Mixpeek extracts visual embeddings, OCR text, descriptions, and structured metadata from images. Each image becomes a document with dense vector indexes for visual similarity search, text-to-image search, and filtered retrieval.
| Feature | Model | Dimensions | Extractor |
|---|
| Visual embeddings (image-only) | SigLIP | 768D | image_extractor |
| Visual embeddings (cross-modal) | Vertex AI multimodal | 1408D | multimodal_extractor |
| OCR text | Gemini | — | multimodal_extractor |
| Image descriptions | Gemini | — | multimodal_extractor |
| Face embeddings | ArcFace (SCRFD detect) | 512D | face_identity_extractor |
| Thumbnails | FFmpeg | — | image_extractor, multimodal_extractor |
| Goal | Extractor | Why |
|---|
| Visual similarity search (image-to-image) | image_extractor | SigLIP 768D embeddings, fast (~50ms/image), supports cross-modal text queries |
| Cross-modal search (text-to-image, image-to-video) | multimodal_extractor | Vertex AI 1408D unified embedding space across video, image, and text |
| OCR or image descriptions | multimodal_extractor | Gemini-based text extraction and description generation |
| Face detection and matching | face_identity_extractor | ArcFace 512D with 99.8% verification accuracy |
| Structured extraction (products, labels) | multimodal_extractor with response_shape | LLM extracts structured JSON from image content |
Use image_extractor when you only need image search. Use multimodal_extractor when you need images searchable alongside video or text in the same embedding space.

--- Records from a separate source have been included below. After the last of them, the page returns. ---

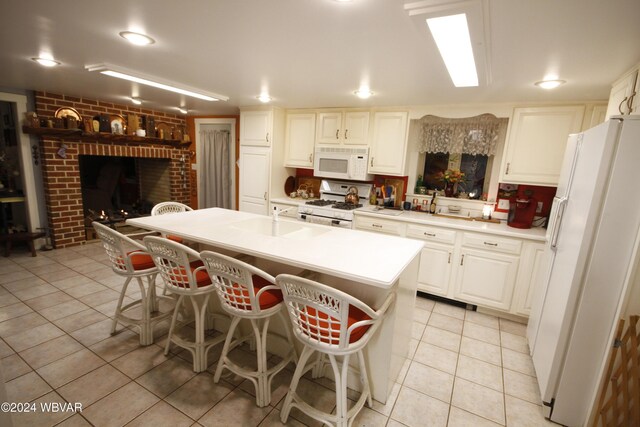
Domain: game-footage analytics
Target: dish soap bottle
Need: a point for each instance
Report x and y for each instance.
(432, 208)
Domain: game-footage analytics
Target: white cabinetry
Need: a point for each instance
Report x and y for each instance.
(256, 128)
(300, 140)
(388, 146)
(343, 127)
(255, 165)
(623, 98)
(536, 143)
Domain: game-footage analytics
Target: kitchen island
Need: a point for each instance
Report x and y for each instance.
(366, 265)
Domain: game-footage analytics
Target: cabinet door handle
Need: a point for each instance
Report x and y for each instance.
(620, 105)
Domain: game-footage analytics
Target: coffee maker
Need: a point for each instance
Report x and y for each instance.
(522, 211)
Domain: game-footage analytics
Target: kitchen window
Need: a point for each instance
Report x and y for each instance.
(467, 144)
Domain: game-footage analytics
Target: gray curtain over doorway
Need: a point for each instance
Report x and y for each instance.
(215, 163)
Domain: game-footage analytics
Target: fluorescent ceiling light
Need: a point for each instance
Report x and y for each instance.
(138, 39)
(549, 84)
(133, 76)
(451, 34)
(46, 62)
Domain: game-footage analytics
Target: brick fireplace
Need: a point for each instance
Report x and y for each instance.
(61, 166)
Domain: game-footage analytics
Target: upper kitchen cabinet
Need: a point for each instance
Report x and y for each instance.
(300, 140)
(623, 98)
(256, 128)
(343, 127)
(536, 142)
(388, 145)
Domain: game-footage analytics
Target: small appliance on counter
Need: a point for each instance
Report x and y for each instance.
(521, 212)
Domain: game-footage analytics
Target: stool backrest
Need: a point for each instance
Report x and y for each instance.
(174, 262)
(119, 248)
(169, 207)
(325, 318)
(234, 282)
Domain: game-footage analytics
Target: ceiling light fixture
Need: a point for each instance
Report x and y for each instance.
(134, 76)
(264, 98)
(138, 39)
(363, 93)
(549, 84)
(451, 34)
(46, 62)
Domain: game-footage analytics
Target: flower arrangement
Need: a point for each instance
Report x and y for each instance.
(450, 176)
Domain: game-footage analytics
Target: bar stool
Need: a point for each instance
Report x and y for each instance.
(129, 259)
(164, 208)
(247, 292)
(185, 276)
(336, 325)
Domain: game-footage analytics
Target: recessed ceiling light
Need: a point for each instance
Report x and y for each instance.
(451, 34)
(46, 62)
(549, 84)
(138, 39)
(264, 98)
(134, 76)
(363, 93)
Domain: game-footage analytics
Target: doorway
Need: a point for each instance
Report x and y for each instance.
(215, 176)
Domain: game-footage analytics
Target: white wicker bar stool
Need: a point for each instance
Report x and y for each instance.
(246, 292)
(336, 325)
(185, 276)
(129, 259)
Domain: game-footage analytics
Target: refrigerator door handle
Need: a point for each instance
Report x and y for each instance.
(562, 203)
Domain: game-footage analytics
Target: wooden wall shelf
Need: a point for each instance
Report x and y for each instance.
(102, 137)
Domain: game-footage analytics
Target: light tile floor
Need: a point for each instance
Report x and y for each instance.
(465, 368)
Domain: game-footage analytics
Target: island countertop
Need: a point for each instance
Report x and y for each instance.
(368, 258)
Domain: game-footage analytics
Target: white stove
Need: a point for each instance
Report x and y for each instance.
(331, 208)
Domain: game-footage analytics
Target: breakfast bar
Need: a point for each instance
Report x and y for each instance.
(363, 264)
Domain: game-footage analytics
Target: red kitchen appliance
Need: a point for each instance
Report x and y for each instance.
(521, 212)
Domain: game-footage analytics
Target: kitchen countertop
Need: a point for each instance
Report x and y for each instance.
(368, 258)
(422, 218)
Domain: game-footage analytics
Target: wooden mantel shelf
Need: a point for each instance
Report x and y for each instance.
(102, 137)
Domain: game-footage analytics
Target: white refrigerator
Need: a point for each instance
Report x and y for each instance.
(592, 244)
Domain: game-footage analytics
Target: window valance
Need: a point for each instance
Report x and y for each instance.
(471, 135)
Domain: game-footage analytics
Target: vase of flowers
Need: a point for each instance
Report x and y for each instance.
(451, 178)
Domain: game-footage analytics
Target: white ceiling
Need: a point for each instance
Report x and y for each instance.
(315, 53)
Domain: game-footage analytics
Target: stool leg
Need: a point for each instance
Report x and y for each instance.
(286, 407)
(225, 349)
(119, 306)
(173, 324)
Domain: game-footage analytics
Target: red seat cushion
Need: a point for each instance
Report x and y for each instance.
(176, 239)
(268, 299)
(355, 315)
(178, 276)
(140, 260)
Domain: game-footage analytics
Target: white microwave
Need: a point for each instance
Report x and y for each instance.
(342, 163)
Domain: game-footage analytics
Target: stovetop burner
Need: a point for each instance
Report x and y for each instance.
(320, 202)
(346, 206)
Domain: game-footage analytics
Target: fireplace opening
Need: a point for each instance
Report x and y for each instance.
(116, 188)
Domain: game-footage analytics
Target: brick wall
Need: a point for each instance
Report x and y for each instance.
(62, 174)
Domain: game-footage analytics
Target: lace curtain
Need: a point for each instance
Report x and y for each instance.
(471, 135)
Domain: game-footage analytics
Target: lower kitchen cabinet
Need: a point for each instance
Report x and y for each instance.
(486, 278)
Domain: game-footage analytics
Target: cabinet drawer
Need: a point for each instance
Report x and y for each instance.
(432, 234)
(380, 226)
(491, 243)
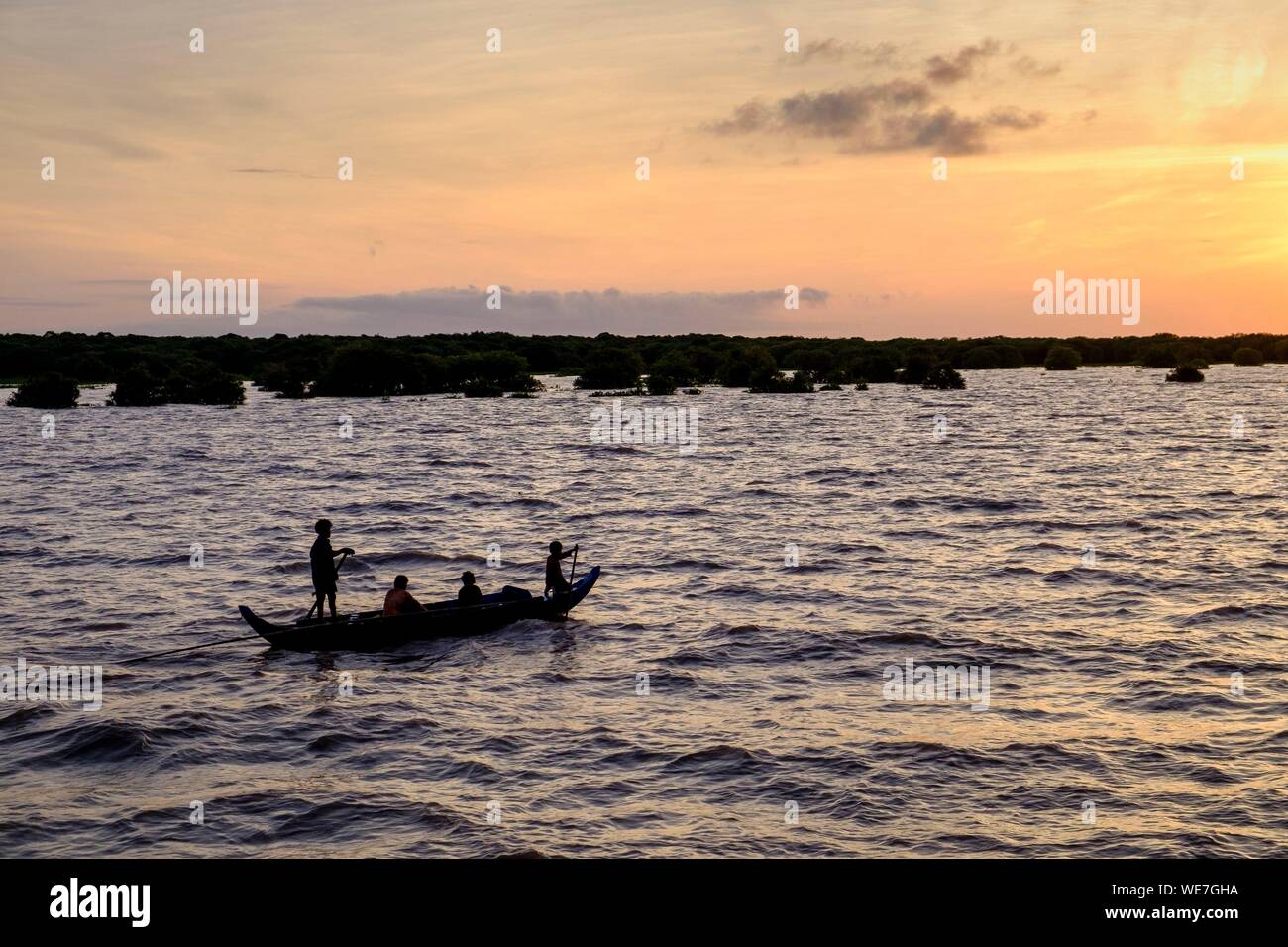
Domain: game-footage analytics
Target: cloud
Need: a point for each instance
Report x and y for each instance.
(835, 51)
(897, 115)
(26, 303)
(451, 309)
(107, 144)
(889, 116)
(961, 64)
(822, 115)
(1030, 67)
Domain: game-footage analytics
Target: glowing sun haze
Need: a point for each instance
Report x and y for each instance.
(767, 167)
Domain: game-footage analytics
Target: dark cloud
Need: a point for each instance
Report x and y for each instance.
(960, 65)
(581, 312)
(835, 114)
(897, 115)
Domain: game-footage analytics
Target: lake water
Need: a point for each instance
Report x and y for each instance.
(1109, 548)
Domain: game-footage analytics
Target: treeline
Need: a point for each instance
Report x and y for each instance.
(151, 369)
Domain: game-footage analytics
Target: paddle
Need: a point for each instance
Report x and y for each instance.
(191, 647)
(572, 575)
(317, 600)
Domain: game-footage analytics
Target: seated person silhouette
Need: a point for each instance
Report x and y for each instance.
(469, 594)
(399, 600)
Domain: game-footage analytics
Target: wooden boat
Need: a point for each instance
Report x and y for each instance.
(373, 631)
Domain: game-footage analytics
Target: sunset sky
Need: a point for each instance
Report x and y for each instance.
(765, 167)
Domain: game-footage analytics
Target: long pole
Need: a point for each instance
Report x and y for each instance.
(572, 575)
(191, 647)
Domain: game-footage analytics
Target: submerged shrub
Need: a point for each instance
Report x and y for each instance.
(1186, 373)
(1063, 359)
(1247, 355)
(47, 390)
(743, 364)
(944, 377)
(137, 386)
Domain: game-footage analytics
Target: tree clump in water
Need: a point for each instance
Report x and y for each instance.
(47, 390)
(1063, 359)
(944, 377)
(1185, 373)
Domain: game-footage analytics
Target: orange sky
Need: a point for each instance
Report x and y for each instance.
(767, 167)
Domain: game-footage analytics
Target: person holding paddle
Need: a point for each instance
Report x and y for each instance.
(322, 560)
(554, 571)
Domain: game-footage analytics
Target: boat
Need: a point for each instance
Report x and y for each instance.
(374, 631)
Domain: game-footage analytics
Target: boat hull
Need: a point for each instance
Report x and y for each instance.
(373, 631)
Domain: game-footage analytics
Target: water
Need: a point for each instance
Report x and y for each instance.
(1111, 684)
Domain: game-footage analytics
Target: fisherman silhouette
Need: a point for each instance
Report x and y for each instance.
(322, 560)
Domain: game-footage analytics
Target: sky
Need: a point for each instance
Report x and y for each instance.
(768, 166)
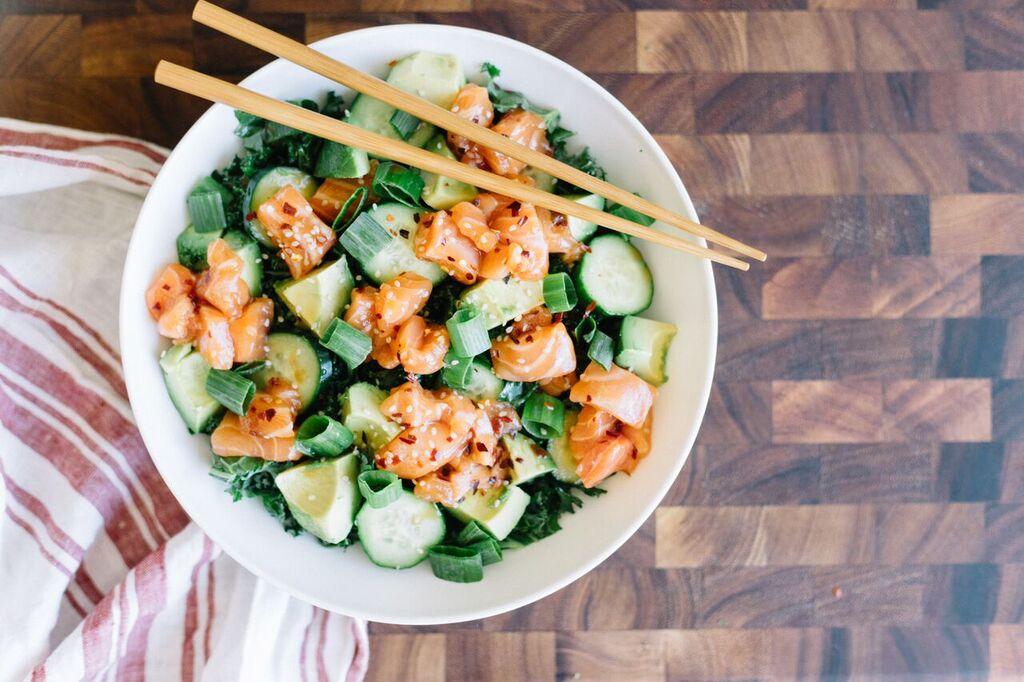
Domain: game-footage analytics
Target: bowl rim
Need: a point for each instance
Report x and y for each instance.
(227, 544)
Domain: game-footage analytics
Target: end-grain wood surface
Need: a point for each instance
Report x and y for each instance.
(855, 504)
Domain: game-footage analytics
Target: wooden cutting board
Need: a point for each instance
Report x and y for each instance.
(854, 504)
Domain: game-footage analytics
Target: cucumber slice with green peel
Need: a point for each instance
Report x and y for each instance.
(614, 276)
(502, 300)
(483, 384)
(528, 459)
(324, 496)
(184, 373)
(580, 228)
(436, 78)
(497, 510)
(247, 249)
(560, 452)
(643, 348)
(320, 296)
(298, 360)
(542, 180)
(265, 185)
(360, 413)
(193, 246)
(398, 535)
(439, 192)
(399, 255)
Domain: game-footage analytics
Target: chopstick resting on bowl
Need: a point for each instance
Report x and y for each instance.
(283, 46)
(236, 96)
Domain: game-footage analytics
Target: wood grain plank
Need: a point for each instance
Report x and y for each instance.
(801, 164)
(907, 40)
(859, 288)
(46, 45)
(983, 224)
(716, 42)
(879, 473)
(950, 410)
(662, 101)
(711, 165)
(611, 656)
(801, 41)
(930, 534)
(994, 40)
(133, 45)
(515, 655)
(412, 657)
(881, 348)
(825, 412)
(912, 164)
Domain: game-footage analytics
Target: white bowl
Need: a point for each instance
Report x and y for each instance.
(346, 581)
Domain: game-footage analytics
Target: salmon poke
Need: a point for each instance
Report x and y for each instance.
(388, 357)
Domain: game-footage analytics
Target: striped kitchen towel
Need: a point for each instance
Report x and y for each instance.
(101, 573)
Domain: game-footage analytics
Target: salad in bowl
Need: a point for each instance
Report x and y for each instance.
(393, 358)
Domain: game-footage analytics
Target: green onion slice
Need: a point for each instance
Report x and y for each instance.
(403, 123)
(543, 416)
(601, 349)
(559, 294)
(365, 238)
(322, 436)
(458, 564)
(468, 333)
(379, 487)
(347, 342)
(230, 389)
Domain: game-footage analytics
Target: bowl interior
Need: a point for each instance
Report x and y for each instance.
(345, 581)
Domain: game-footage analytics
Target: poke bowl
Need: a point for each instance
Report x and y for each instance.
(315, 410)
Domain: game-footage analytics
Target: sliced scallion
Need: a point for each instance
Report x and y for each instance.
(379, 487)
(457, 564)
(349, 343)
(559, 294)
(601, 349)
(365, 238)
(230, 389)
(403, 123)
(468, 333)
(543, 416)
(322, 436)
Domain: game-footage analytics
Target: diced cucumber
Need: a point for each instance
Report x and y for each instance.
(398, 535)
(247, 249)
(318, 297)
(483, 384)
(265, 185)
(398, 256)
(323, 496)
(497, 510)
(542, 180)
(580, 228)
(436, 78)
(528, 459)
(184, 374)
(299, 360)
(643, 347)
(614, 275)
(502, 300)
(439, 192)
(360, 412)
(560, 452)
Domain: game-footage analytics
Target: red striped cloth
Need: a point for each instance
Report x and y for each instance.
(101, 573)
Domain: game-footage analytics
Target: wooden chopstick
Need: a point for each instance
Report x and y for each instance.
(236, 96)
(282, 46)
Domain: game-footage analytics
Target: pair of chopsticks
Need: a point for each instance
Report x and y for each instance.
(214, 89)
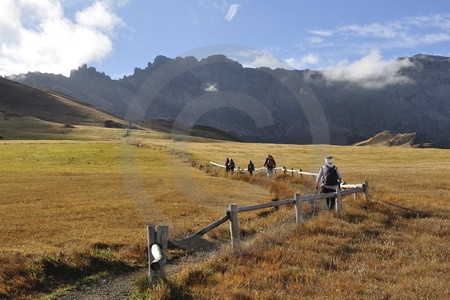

Create a Collection for Images
This collection generates SigLIP embeddings and thumbnails for an image catalog.
curl -X POST https://api.mixpeek.com/v1/collections \
-H "Authorization: Bearer $MIXPEEK_API_KEY" \
-H "X-Namespace: $NAMESPACE" \
-H "Content-Type: application/json" \
-d '{
"collection_name": "product-images",
"source": { "type": "bucket", "bucket_id": "bkt_products" },
"feature_extractor": {
"feature_extractor_name": "image_extractor",
"version": "v1",
"input_mappings": {
"image": "payload.image_url"
},
"field_passthrough": [
{ "source_path": "metadata.product_id" },
{ "source_path": "metadata.brand" },
{ "source_path": "metadata.category" }
],
"parameters": {
"enable_thumbnails": true
}
}
}'
Reverse Image Search
Create a retriever and execute it with a text query. SigLIP’s shared text-image embedding space lets you search images with natural language.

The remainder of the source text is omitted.